According to Michael Kobori, chief sustainability officer at Starbucks, Vanguard created a breakthrough in sustainable financing innovation. The company is creating a way for each organization, whether it be the dairy farmers, the large corporations or Vanguard’s investors, to economically benefit from being more sustainable. Vanguard is in charge of the logistics, taking that burden off the corporations and farmers. It also provides the funding, a huge barrier for many farmers who might have wanted to try anaerobic digestion in the past.
“If you were a dairy farmer interested in a digestive system, you had to pay for it yourself,” said David Darr, senior vice president and chief strategy and sustainability officer at Dairy Farmers of America. “You had to go to your bank and explore if you had the financial capability to invest in a multimillion-dollar anaerobic digester system. And you had to provide the management of that system. Those were major hurdles.”
Vanguard uses its longstanding capital from private investors and banks to fund the digesters. Its business model relies on the fees from collecting and recycling food waste and the sales of renewable natural gas to make a profit. All members of the Farm Powered Strategic Alliance have committed to buying back a portion of the gas produced from their waste and the rest will be sold to community grids.
Burning renewable natural gas is an easy sustainable shift for these companies. They don’t have to change anything about their operations or equipment. Just by plugging in a different tank, they are suddenly burning green gas instead of brown gas.

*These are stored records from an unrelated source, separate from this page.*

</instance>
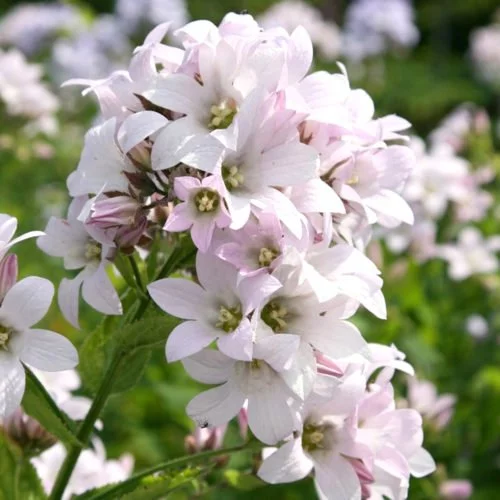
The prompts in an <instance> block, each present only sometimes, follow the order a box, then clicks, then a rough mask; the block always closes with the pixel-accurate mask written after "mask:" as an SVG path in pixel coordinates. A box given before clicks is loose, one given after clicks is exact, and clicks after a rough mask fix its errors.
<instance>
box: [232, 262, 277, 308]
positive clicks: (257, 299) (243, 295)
mask: <svg viewBox="0 0 500 500" xmlns="http://www.w3.org/2000/svg"><path fill="white" fill-rule="evenodd" d="M282 286H283V285H282V284H281V282H280V281H279V280H278V279H276V278H275V277H274V276H271V275H270V274H267V272H266V271H265V270H264V271H263V272H262V273H259V274H256V275H253V276H248V277H245V278H243V279H242V280H241V281H240V282H239V284H238V292H239V295H240V298H241V302H242V304H243V312H244V313H245V314H248V313H250V311H253V310H254V309H256V308H257V307H258V306H259V305H260V304H262V303H263V302H264V301H265V300H266V298H267V297H269V296H270V295H272V294H273V293H274V292H276V291H277V290H279V289H280V288H281V287H282Z"/></svg>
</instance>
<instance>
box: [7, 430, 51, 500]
mask: <svg viewBox="0 0 500 500" xmlns="http://www.w3.org/2000/svg"><path fill="white" fill-rule="evenodd" d="M45 498H47V497H46V495H45V493H44V491H43V488H42V485H41V484H40V479H39V478H38V475H37V473H36V471H35V469H34V468H33V466H32V465H31V463H30V462H29V460H27V459H26V458H25V457H23V455H22V453H21V451H20V450H19V449H17V447H16V446H15V445H14V444H12V443H10V442H9V441H8V439H7V438H6V437H5V436H3V435H2V434H1V433H0V500H43V499H45Z"/></svg>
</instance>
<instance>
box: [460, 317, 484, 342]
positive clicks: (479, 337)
mask: <svg viewBox="0 0 500 500" xmlns="http://www.w3.org/2000/svg"><path fill="white" fill-rule="evenodd" d="M465 329H466V331H467V333H468V334H469V335H471V336H472V337H474V338H476V339H483V338H485V337H486V336H487V335H488V331H489V326H488V322H487V321H486V319H485V318H484V317H483V316H481V315H480V314H471V315H470V316H468V317H467V320H466V322H465Z"/></svg>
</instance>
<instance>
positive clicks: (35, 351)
mask: <svg viewBox="0 0 500 500" xmlns="http://www.w3.org/2000/svg"><path fill="white" fill-rule="evenodd" d="M53 296H54V286H53V285H52V283H51V282H50V281H48V280H46V279H43V278H38V277H34V276H32V277H29V278H25V279H23V280H21V281H19V282H18V283H16V284H15V285H14V286H13V287H12V288H11V289H10V290H9V291H8V292H7V294H6V295H5V298H4V299H3V302H2V304H1V306H0V417H2V418H3V417H5V416H7V415H9V414H11V413H12V412H14V410H16V409H17V408H18V407H19V405H20V404H21V400H22V397H23V394H24V388H25V374H24V368H23V363H25V364H27V365H29V366H32V367H34V368H38V369H39V370H44V371H63V370H68V369H70V368H73V367H74V366H76V365H77V363H78V353H77V351H76V349H75V348H74V347H73V345H72V344H71V342H70V341H69V340H68V339H66V338H65V337H63V336H62V335H59V334H58V333H55V332H51V331H49V330H42V329H38V328H32V327H33V325H35V324H36V323H38V322H39V321H40V320H41V319H42V318H43V317H44V316H45V314H46V313H47V311H48V309H49V307H50V303H51V302H52V297H53Z"/></svg>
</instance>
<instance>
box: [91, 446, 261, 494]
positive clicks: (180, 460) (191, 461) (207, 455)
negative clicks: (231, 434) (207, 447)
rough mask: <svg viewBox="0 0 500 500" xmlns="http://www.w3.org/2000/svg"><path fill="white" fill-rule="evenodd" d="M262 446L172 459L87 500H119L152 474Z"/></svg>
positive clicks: (214, 451) (214, 450) (134, 476)
mask: <svg viewBox="0 0 500 500" xmlns="http://www.w3.org/2000/svg"><path fill="white" fill-rule="evenodd" d="M264 446H265V445H264V444H262V443H256V442H252V443H245V444H241V445H239V446H234V447H232V448H225V449H219V450H210V451H204V452H201V453H197V454H196V455H187V456H183V457H179V458H174V459H173V460H169V461H168V462H163V463H161V464H159V465H155V466H154V467H150V468H149V469H145V470H143V471H142V472H139V473H138V474H135V475H134V476H132V477H130V478H129V479H126V480H125V481H122V482H121V483H118V484H117V485H115V486H113V487H112V488H108V489H106V491H103V492H100V493H99V492H98V493H96V495H93V496H91V497H90V499H89V500H104V499H113V498H119V497H120V495H121V494H122V493H123V491H122V490H124V489H125V490H127V489H128V487H130V486H134V485H135V483H137V482H140V481H141V479H144V478H145V477H148V476H151V475H152V474H155V473H157V472H163V471H165V470H168V469H172V468H174V467H180V466H182V465H187V464H191V463H194V462H199V461H202V460H206V459H209V458H214V457H220V456H221V455H231V454H233V453H238V452H240V451H259V450H261V449H262V448H263V447H264Z"/></svg>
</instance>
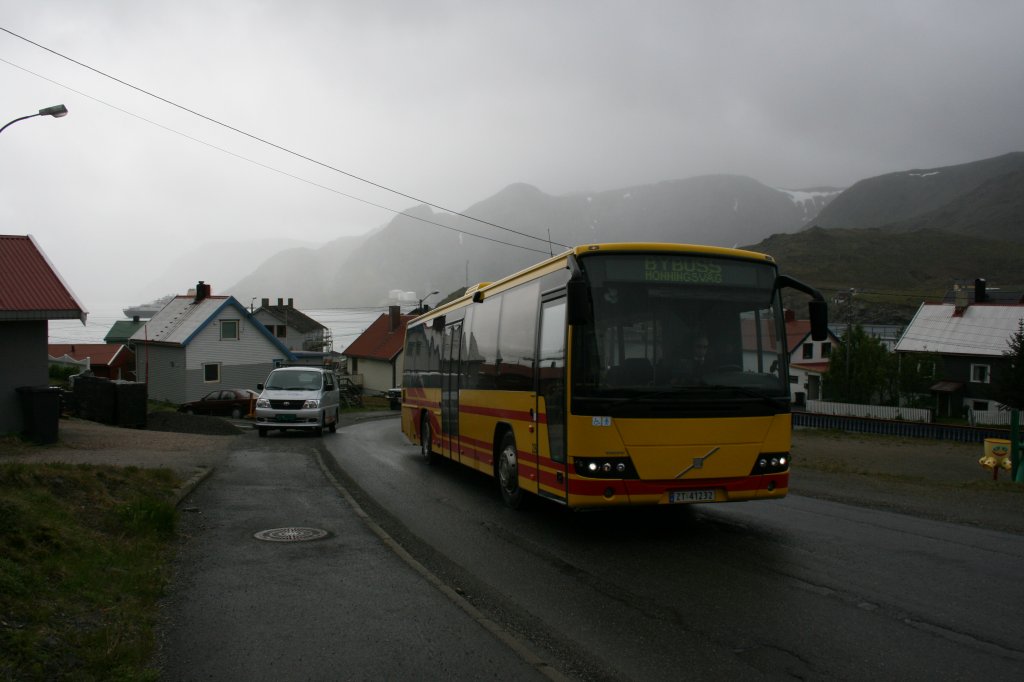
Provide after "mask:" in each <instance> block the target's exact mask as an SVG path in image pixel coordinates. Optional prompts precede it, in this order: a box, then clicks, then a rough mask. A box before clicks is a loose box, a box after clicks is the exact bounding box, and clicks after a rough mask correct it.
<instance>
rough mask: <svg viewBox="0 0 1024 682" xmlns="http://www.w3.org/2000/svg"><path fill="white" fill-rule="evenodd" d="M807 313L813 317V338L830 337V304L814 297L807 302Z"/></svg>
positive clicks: (811, 317) (811, 336) (809, 315)
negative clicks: (828, 314)
mask: <svg viewBox="0 0 1024 682" xmlns="http://www.w3.org/2000/svg"><path fill="white" fill-rule="evenodd" d="M807 313H808V315H809V316H810V318H811V339H812V340H814V341H824V340H826V339H827V338H828V304H827V303H826V302H824V301H823V300H819V299H814V300H812V301H811V302H809V303H808V304H807Z"/></svg>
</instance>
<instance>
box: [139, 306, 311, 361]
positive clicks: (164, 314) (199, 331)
mask: <svg viewBox="0 0 1024 682" xmlns="http://www.w3.org/2000/svg"><path fill="white" fill-rule="evenodd" d="M224 308H230V309H231V310H232V311H233V312H237V313H238V316H239V319H248V321H249V323H250V324H251V325H252V327H253V329H255V330H257V331H258V332H259V333H260V334H262V335H263V336H264V337H266V338H267V340H269V341H270V343H271V344H273V345H274V346H276V347H278V348H279V349H281V351H282V353H283V354H284V355H285V356H286V357H288V358H289V359H293V356H292V352H291V351H290V350H289V349H288V347H287V346H285V344H283V343H282V342H281V341H280V340H279V339H276V338H275V337H274V336H273V335H272V334H270V333H269V332H268V331H267V329H266V328H265V327H264V326H263V325H260V324H259V323H257V322H256V321H254V319H253V318H252V315H251V313H250V312H249V311H248V310H246V308H245V306H243V305H242V304H241V303H239V302H238V300H236V299H234V297H233V296H208V297H206V298H204V299H203V300H202V301H199V302H198V303H197V302H196V298H195V296H175V297H174V298H173V299H171V300H170V301H169V302H168V303H167V305H165V306H164V307H163V308H162V309H161V311H160V312H158V313H157V314H156V315H154V316H153V318H152V319H150V322H147V323H146V324H144V325H142V326H141V327H140V328H139V329H138V331H136V332H135V333H134V334H132V336H131V340H132V341H142V342H147V343H160V344H168V345H177V346H185V345H187V344H188V342H189V341H191V339H193V337H194V336H196V335H197V334H198V333H199V332H200V331H202V330H203V328H204V327H206V326H207V325H209V324H210V323H211V322H212V321H213V319H215V318H216V316H217V315H218V314H219V313H220V311H221V310H223V309H224Z"/></svg>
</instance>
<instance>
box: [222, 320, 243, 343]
mask: <svg viewBox="0 0 1024 682" xmlns="http://www.w3.org/2000/svg"><path fill="white" fill-rule="evenodd" d="M220 340H221V341H224V340H231V341H238V340H239V321H238V319H221V321H220Z"/></svg>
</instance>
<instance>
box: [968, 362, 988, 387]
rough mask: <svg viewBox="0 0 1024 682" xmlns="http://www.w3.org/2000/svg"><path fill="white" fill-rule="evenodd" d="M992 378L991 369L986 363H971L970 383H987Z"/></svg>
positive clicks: (980, 383)
mask: <svg viewBox="0 0 1024 682" xmlns="http://www.w3.org/2000/svg"><path fill="white" fill-rule="evenodd" d="M991 379H992V375H991V370H990V369H989V366H987V365H972V366H971V383H972V384H987V383H988V382H990V381H991Z"/></svg>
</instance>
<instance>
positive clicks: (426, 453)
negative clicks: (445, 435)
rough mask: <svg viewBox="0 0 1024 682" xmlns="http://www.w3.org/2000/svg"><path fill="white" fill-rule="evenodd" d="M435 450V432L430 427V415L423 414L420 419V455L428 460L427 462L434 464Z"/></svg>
mask: <svg viewBox="0 0 1024 682" xmlns="http://www.w3.org/2000/svg"><path fill="white" fill-rule="evenodd" d="M433 450H434V440H433V432H432V430H431V428H430V417H429V416H428V415H423V417H422V418H421V419H420V455H422V456H423V459H425V460H426V461H427V464H432V463H433V461H434V453H433Z"/></svg>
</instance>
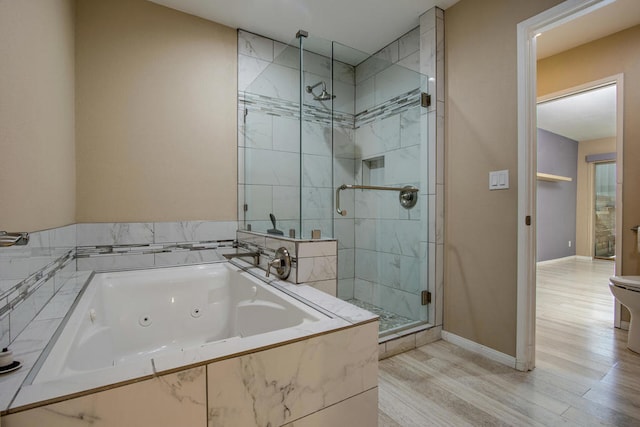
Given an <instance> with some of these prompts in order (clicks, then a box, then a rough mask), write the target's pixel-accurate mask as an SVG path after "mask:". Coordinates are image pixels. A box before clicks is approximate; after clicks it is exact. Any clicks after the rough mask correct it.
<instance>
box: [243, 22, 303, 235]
mask: <svg viewBox="0 0 640 427" xmlns="http://www.w3.org/2000/svg"><path fill="white" fill-rule="evenodd" d="M242 40H243V41H244V43H247V45H249V44H250V42H251V34H244V35H243V38H242ZM299 43H300V40H299V39H293V40H292V41H291V42H289V43H288V44H284V43H278V42H273V46H274V47H273V50H269V54H271V55H273V56H267V55H266V54H265V57H264V59H256V58H251V60H250V61H247V64H245V66H246V67H247V68H248V67H253V68H254V70H251V71H253V74H254V75H255V77H254V78H253V79H252V80H251V81H250V82H248V83H244V82H242V81H240V82H239V87H240V91H239V98H240V99H239V103H238V105H239V111H238V119H239V121H240V123H241V126H240V132H241V135H240V138H239V147H238V160H239V161H238V165H239V173H238V219H239V222H240V225H241V228H243V229H251V230H252V231H257V232H261V233H272V234H279V233H282V234H283V235H285V236H289V230H293V231H294V233H295V235H296V236H300V231H301V213H300V47H299ZM259 47H260V45H259V44H258V45H257V46H256V47H253V46H247V47H245V49H247V50H254V49H259ZM247 73H248V72H245V74H247ZM272 218H273V219H272Z"/></svg>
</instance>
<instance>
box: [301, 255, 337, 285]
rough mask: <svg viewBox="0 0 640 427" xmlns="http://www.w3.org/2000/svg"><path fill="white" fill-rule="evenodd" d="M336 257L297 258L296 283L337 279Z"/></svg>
mask: <svg viewBox="0 0 640 427" xmlns="http://www.w3.org/2000/svg"><path fill="white" fill-rule="evenodd" d="M337 262H338V260H337V256H335V255H334V256H325V257H314V258H298V278H297V280H296V281H297V283H306V282H315V281H319V280H327V279H335V278H336V277H337V272H338V271H337Z"/></svg>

But beyond being an easy switch, renewable natural gas is actually carbon-negative. Collecting the methane gas created by anaerobic digesters prevents it from escaping into the atmosphere. And when the one molecule of methane is burned for energy, one molecule of CO2 is released and 2 molecules of water vapor. According to U.S. Energy Information Administration, this is much less CO2 than traditional fossil fuels and burning methan prevents methane from being released which is a much more toxic GHG than CO2. Switching to natural gas could significantly change the emissions profiles of these companies.
“It allows us to give this food waste, which we would consider to be unavoidable, a new purpose,” said Ale Eboli, head of supply chain for North America at Unilever. “We are generating a new form of energy that can significantly reduce our overall carbon footprint.”
Starbucks is targeting a 50 percent cut in its carbon footprint and water waste by 2030. Unilever has promised net-zero operations by 2030. As these vast and whole encompassing sustainability commitments inch closer year by year, the Farm Powered Strategic Alliance is a specific, tactical and very actionable step along the way.
“Most [companies] have made these net-zero pledges,” Hanselman said. “That’s a 30,000-foot commitment. We’re down around the one-foot level.”
Correction: A previous version of this article state that burning methane produces only water vapor. That is incorrect. Burning methane releases CO2 and water vapor but less CO2 that burning other fossil fuels.